Volto dias depois à cantina. Das duas funcionárias, uma delas senta de novo à mesa comigo. Sobram espaços e parece que já formamos um time. O refeitório continua vazio. Acabo meu almoço antes dela. Levanto com minhas coisas e bandeja. Ela faz menção de se levantar para recolher minhas sobras. “Não, camarada, absolutamente”, eu aceno. Cuido eu de separar meu pequeno fardo. “Você merece, mais que todos os frequentadores, comer em paz”, digo em gestos. Sorrimos cúmplices.

Ah, mulheres chinesas anônimas, eu as admiro mais que tudo neste país! Também as que vêm bem tarde da noite coletar o lixo reciclável e passam no silêncio de suas motobikes elétricas e completam esse bailado de veículos que se vê nas pontes e avenidas.

Agora vivo num quase deserto de asfalto. Cadê a turma? Onde, Pequim, você se esconde?
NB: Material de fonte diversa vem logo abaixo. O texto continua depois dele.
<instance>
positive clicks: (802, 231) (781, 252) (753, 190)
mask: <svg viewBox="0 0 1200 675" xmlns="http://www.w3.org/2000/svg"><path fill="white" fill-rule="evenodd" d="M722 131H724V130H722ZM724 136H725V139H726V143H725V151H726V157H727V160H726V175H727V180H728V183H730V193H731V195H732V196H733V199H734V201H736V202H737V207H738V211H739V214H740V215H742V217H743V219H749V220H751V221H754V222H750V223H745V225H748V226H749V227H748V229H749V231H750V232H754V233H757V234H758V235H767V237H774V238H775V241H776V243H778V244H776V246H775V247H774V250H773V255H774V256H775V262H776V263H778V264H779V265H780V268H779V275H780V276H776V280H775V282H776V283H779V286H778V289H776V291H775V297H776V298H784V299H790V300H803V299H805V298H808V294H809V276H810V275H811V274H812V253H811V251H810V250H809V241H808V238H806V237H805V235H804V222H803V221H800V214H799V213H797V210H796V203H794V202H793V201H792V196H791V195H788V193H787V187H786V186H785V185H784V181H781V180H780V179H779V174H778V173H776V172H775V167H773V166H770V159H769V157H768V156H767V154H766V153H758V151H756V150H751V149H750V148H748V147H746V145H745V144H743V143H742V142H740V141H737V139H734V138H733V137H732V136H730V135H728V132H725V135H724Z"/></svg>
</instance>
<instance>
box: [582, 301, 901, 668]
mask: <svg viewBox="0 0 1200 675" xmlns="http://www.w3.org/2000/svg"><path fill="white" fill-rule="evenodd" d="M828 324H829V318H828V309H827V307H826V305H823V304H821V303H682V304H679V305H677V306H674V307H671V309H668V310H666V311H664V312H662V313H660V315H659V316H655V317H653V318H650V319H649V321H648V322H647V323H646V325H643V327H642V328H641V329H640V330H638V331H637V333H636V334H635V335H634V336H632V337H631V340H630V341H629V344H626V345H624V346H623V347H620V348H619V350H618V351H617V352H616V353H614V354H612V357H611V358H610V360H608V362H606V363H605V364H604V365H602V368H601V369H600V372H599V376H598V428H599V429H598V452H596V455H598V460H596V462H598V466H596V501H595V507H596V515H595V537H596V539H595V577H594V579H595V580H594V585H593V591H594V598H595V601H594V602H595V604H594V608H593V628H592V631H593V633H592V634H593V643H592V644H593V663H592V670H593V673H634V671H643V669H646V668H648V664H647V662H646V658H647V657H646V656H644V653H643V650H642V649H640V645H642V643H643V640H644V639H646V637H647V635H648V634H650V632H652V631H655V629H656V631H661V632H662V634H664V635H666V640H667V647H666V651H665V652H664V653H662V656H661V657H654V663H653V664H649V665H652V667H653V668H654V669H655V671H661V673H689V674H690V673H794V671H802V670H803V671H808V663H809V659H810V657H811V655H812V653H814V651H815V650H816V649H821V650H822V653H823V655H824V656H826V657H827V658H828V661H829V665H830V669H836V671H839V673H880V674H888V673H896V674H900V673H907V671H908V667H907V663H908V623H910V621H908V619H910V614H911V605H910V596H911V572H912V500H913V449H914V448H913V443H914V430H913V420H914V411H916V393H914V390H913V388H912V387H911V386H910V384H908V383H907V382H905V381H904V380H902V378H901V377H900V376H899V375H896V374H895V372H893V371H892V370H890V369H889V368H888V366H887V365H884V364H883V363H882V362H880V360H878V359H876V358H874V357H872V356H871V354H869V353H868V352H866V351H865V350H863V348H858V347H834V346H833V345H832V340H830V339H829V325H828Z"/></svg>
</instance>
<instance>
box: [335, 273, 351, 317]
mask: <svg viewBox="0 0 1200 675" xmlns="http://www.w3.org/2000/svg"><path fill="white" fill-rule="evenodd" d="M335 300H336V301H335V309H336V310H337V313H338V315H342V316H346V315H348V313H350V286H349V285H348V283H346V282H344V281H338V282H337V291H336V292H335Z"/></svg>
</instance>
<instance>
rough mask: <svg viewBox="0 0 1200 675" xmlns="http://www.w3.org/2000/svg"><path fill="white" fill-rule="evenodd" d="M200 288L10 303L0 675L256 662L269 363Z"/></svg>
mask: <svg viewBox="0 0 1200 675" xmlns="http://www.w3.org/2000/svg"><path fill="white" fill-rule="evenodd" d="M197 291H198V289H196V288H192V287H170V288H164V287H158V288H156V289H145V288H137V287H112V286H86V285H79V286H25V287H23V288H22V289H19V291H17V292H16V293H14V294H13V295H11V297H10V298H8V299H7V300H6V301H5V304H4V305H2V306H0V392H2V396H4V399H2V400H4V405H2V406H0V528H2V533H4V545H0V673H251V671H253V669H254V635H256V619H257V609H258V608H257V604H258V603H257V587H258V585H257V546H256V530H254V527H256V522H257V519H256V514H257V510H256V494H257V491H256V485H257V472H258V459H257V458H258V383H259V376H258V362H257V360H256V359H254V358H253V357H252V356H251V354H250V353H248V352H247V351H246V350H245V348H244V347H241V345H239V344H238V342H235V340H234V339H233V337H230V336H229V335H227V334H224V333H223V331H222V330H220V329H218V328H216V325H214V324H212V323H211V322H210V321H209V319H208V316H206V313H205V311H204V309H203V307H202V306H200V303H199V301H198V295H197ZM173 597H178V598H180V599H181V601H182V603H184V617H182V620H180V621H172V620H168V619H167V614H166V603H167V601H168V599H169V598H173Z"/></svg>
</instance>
Não desisto. Como os chineses, em geral. Não desisto e sonho e peço e quero: a volta da mulher das castanhas, vendedora ambulante, com seu sorriso tão largo quanto o deserto da Mongólia. Chegará com seu carrinho elétrico? Mostrará seu código digital para que eu pague no celular? (cada dia mais evita-se qualquer pagamento em dinheiro por aqui; o papel-moeda, um pouco como jornal impresso, vai virando coisa do passado).

Pois é certo que a mulher das castanhas virá. Com suas rugas curtidas no vento arenoso e frio do extremo norte. Com suas mãos fatídicas no preparo de tudo. Com sua alegria altaneira e simples. Virá, que é certo. Já não trará as castanhas de aroma inesquecível que preencheram meu outono e parte do inverno. Virá com as frutas da nova estação, que o Ano-Novo lunar, fustigado pelos maus eflúvios de um mercado de Wuhan — morcegos, serpentes, humanos, qual dessas espécies a pior? —, assim mesmo é capaz de anunciar.

Pois os chineses se antecipam em quase tudo em meio à longa espera que também possuem como senha. Pois, aqui, o Ano-Novo lunar é mais que tudo a celebração da chegada da primavera. A mulher das castanhas, eu sei, colhe, neste instante, em pleno deserto da Mongólia interior, as frutas que trará logo mais em seu carro inimitável.

A primavera em Pequim promete melhores ares, melhores luzes. E aqui vai estar, logo mais, a mulher das castanhas. Não custa crer. Nada custa esperar.

Francisco Foot Hardman é professor titular do Instituto de Estudos da Linguagem da Unicamp e dá aulas na China a convite da Escola de Línguas Estrangeiras da Universidade de Pequim.